DMTN-162: Planning next round of APDB tests

  • Andy Salnikov

Latest Revision: 2020-09-24

1   Introduction

Previous round of APDB tests with Apache Cassandra (DMTN-156) performed with a three-node cluster at NCSA showed promising results but it was not possible to determine scaling behavior from those tests or estimate the size of the cluster needed for production scale. New series of tests is needed to measure performance as a function of cluster size and resolve the issues that were outlined in DMTN-156.

2   Hardware in previous test

This table copied from DMTN-156 summarizes hardware specs for machines that were used in previous tests:

  master02 master03,04
CPU 2 x Intel Xeon Gold 5120; 2 x 14 cores 2 x Intel Xeon Gold 5218; 2 x 16 cores
RAM 256 GiB 256 GiB
Storage 12 x 480 GB SATA SSD; RAID controller 5 x 4000 GB NVMe SSD

Important distinction between them was that one of the machines had SATA disks connected to RAID controller and two other more modern hosts used NVMe disks. The tests showed that the machine with old SATA disks was a reason for bottlenecks in response time, likely caused by limited parallelism of SATA and RAID interfaces and resulting increased I/O latency and reduced IOPS rate.

3   Storage requirements

Total data size grows linearly with the number of visits. DMTN-156 estimates growth rate at 2TB per 100k visits per replica. Reasonable number of replicas is three, maximum number of visits that we can generate is limited by the time budget. Optimally we would like to generate a year worth of data but 6 month of data, or even shorter periods, may be useful if we need to test different parameters, e.g. performance as a function of cluster size. One year corresponds approximately to 400k visits or 24TB of data with three replicas. Per-node data size depends on number of nodes in a cluster, with 10 nodes it makes approximately 2.4TB of data per node, with 5 nodes - 4.8TB. Significant overhead is needed for storage so that Cassandra can run its data compaction algorithm which temporarily creates two copies of the compacted data.

Probably largest impact on Cassandra performance comes from data access latency and concurrency. In that respect locally-attached NVMe storage is an optimal approach. In previous tests faster storage supported 1M accumulated IOPS, while slower machine could only provide 15k IOPS and that caused performance degradation.

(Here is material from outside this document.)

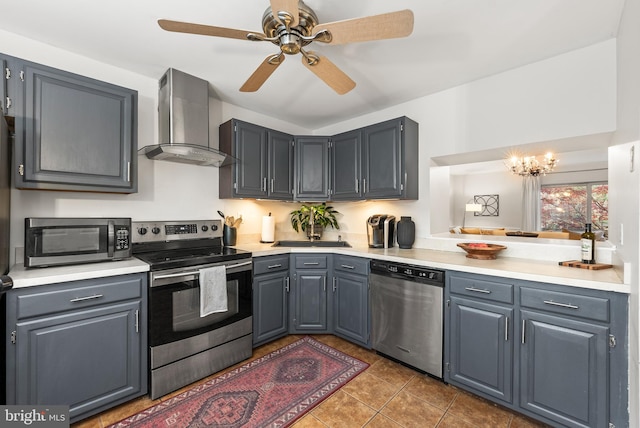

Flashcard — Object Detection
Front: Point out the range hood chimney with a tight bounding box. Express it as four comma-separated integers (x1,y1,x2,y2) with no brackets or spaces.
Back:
139,68,234,167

It is not clear whether network-attached storage could provide necessary latency and parallelism, likely comparable performance is not achievable in that case.

4   Cluster size

Cassandra performance should scale linearly with the number of nodes in Cassandra cluster. Main goal of the next series of tests is to determine optimal cluster size which provides adequate performance within a budget. With three replicas minimum cluster size is also three. To understand scaling behavior we need to run tests with varying cluster size, reasonable guess for that could be 3, 6, or 9 nodes, possibly 12 if we suspect non-linear scaling behavior during tests. For this sort of tests we do not need to make full 1-year dataset, 3 or 6 months worth of data can be sufficient to estimate resulting behavior.

5   Memory size

In previous tests machines had large 256GB RAM. In those tests we learned that Cassandra, being a Java application, needs careful tuning for memory parameters to reduce garbage collection overhead. In general Cassandra should prefer large number of nodes with smaller memory size per node. Optimal memory size could be around 64GB or less per node.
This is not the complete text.